Friday, August 9, 2024

The Taste of Sanma

I've got enough movies on my DVR that I'm in danger of not getting around to some of them before they get deleted, since YouTube TV only keeps stuff on your DVR for nine months, in exchange for a theoretically unlimited DVR. In fact, I think I've got quite a few foreign films recorded that I've needed to get around to watching, so there are going to be several posts that I wrote up quite some time before scheduling them to show up on the blog; it's not as if I want four or five posts in a row on Japanese films, for example. First up is director Yasujiro Ozu's final film, An Autumn Afternoon.

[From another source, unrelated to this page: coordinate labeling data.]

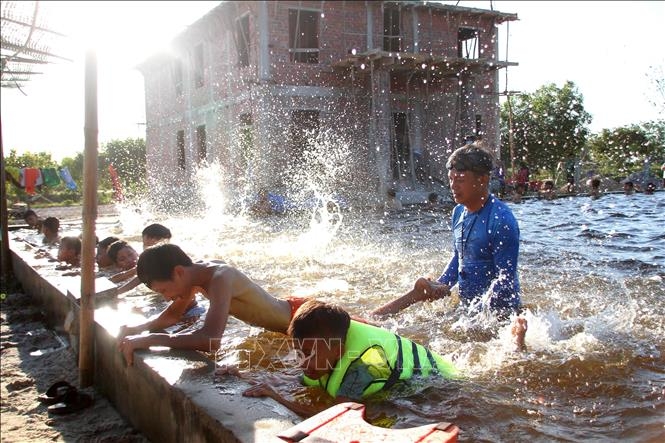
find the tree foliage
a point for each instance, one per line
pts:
(129, 160)
(624, 150)
(127, 156)
(548, 126)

It's the early 1960s, and Shuhei (given name) Hirayama (Chishu Ryu) works in an office where he has a couple of young women working under him. This is the era when it still wasn't a certain thing that a woman would keep working when she got married, and one of his secretaries informs him that another one is about to get married, at the age of 23 or 24. That age thing is also important, because it's still apparently a time in Japanese society when if a woman doesn't get married before a certain age, she's going to be fated to be a spinster.

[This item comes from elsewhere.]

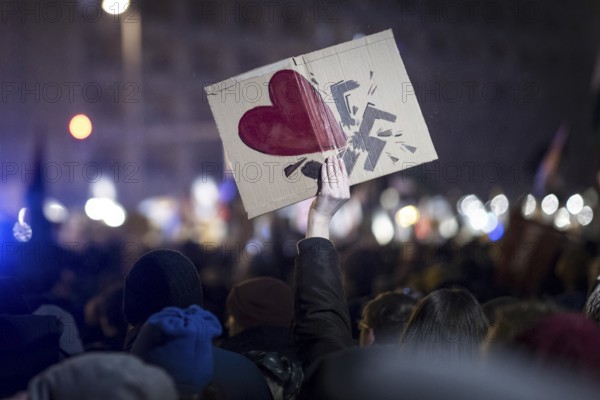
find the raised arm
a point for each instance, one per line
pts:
(322, 322)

And, in fact, Mr. Hirayama has just such a daughter himself, Michiko. She's been helping take care of Dad largely because he's a widower, having lost his wife quite a few years back, presumably during one of the American bombing raids in World War II. Michiko doesn't have such strong memories of Mom, similar to her kid brother Kazuo. On the other hand, they have an older brother, Koichi, who is already married to Akiko.

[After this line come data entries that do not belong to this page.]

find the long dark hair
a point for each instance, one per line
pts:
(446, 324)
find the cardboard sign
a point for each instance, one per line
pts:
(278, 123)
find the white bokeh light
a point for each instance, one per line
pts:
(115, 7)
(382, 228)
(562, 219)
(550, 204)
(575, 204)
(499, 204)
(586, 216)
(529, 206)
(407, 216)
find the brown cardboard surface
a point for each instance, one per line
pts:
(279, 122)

After the opening scene with Mr. Hirayama at the office, the action cuts to a baseball game, which is in part a way to show that Japanese society is changing, what with the American occupation after the war and all the cultural influences that brought. We then cut from exterior shots of the stadium to the game being shown on television at a bar, followed by Hirayama and some of his old friends from his school days. There's some talk about the younger generation, and people getting married off or not getting married off.

Hirayama has regular meetings with his old school friends, and at one of them, a surprise face shows up: one of their former teachers, Sakuma. Sakuma didn't have the greatest fate in life, but in one key area he has something of not in common with Harayama: he's got an adult daughter taking care of him, who is also under threat of becoming a spinster. The sets Hirayama to thinking that he has to marry his own daughter off before she gets old enough that Japanese society no longer considers her marriageable.

An Autumn Afternoon is in many ways a slice of life movie, although I certainly wouldn't say it's plotless. It's more that the look at the life of its characters is more that than a decided story arc. It also has a leisurely pace -- but in the case of a movie like An Autumn Afternoon, that's something that actually works. The movie also does something that I've increasingly found myself liking in foreign films, which is crossing cultural boundaries and not being pretentious arthouse stuff. A lot of the themes here are things you could easily see being done in Hollywood films or movies from other countries, although obviously not quite the same way since there is Japanese-specific stuff.

But suffice it to say that An Autumn Afternoon is definitely a winner, and one that deserves to be watched.